Mass Customizing Assembly System, by Cynthia Hus, Bayonne; Thomas Ramos, North Plainfield; and Thomas Yen, Colts Neck. The introduction of interchangeable parts and assembly line concepts revolutionized the world by improving the ability of people to quickly and efficiently manufacture products. While we now live in a world where mass production is commonplace and frequently necessary, over time the consumer has been steadily removed from the product design process. The objective of mass customization is to reintroduce the consumer to this process and provide the choice of exact product specifications he or she desires. The group has created an automated assembly system that manufactures cutlery and dining accessories that are customizable to over 10,000 configurations. A customer has the ability to log onto a website and place an order that matches his or her exact wants and needs. A computer program will then automatically operate the product assembly while a database will log inventory and sales. Other database capabilities include alerting operators at reorder levels and confirming the readiness of the product with the customer through email and text messaging.

 

Shipping Container Inspection, by Nathalia Londono, Piscataway; Omar Pena, Hamilton; and Vanessa Sanchez-Dominguez, Atlantic City. Students designed a port-of-entry container inspection system where a fraction of the arriving containers at the port are subjected to a sequence of inspections at different stations.

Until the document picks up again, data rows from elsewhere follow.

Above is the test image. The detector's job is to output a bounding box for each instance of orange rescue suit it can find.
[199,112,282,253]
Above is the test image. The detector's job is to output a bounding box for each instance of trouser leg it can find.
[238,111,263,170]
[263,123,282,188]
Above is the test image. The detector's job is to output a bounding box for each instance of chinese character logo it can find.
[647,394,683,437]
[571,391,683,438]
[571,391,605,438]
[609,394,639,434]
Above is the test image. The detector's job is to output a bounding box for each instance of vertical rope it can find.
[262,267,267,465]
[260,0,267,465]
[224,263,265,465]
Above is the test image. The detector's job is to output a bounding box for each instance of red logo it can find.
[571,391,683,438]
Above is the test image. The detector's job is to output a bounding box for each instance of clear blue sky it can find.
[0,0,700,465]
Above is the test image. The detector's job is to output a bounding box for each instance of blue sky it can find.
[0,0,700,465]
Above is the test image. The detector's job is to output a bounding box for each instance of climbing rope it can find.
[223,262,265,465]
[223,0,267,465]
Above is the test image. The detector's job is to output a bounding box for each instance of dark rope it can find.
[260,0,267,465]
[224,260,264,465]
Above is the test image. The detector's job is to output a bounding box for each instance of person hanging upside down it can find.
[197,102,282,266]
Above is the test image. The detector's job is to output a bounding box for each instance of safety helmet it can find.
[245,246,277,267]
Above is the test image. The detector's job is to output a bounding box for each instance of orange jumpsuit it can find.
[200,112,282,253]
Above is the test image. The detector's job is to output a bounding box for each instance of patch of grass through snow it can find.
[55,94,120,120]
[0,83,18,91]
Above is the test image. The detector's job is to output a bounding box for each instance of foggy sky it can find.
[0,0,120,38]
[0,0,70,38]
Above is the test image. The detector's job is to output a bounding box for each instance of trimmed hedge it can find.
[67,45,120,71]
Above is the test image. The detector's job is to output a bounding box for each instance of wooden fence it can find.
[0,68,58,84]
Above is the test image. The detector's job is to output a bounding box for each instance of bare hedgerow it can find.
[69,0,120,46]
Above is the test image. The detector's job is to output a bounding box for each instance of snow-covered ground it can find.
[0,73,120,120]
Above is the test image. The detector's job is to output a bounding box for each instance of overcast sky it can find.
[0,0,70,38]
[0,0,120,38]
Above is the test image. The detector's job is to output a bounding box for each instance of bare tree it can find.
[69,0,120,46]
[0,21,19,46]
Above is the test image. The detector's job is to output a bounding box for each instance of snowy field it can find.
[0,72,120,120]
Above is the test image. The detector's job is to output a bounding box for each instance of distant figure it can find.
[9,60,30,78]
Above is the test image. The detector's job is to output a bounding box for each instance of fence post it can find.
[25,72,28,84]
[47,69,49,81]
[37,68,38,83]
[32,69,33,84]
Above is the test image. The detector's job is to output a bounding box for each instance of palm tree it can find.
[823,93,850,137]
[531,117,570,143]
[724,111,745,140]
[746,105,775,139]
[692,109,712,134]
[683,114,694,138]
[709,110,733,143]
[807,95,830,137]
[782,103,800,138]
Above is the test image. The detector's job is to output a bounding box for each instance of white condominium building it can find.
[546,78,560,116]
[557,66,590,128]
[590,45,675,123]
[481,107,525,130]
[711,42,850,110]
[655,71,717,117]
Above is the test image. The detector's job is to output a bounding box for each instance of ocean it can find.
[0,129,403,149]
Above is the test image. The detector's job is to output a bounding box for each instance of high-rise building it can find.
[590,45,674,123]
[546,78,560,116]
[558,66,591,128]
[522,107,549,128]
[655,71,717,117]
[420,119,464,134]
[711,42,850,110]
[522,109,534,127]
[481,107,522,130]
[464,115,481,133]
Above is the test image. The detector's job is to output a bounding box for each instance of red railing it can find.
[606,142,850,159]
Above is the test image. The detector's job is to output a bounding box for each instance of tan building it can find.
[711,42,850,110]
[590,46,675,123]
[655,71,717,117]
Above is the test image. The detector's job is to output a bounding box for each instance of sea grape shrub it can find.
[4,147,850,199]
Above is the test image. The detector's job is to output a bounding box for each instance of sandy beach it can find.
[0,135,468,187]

A typical inspection system might look for radioactive, chemical and biological agents. If detected, the container is subjected to further inspection to determine the source. Containers not subject to inspection are stacked in the port yard to be retrieved later by the intended receivers or stored temporarily until other ships arrive to carry them to other destinations. The system keeps track of every container and its attributes. The stacking algorithm should be able to move a container from any location with a minimum number of moves. The prototype system should be fully automated and computer controlled.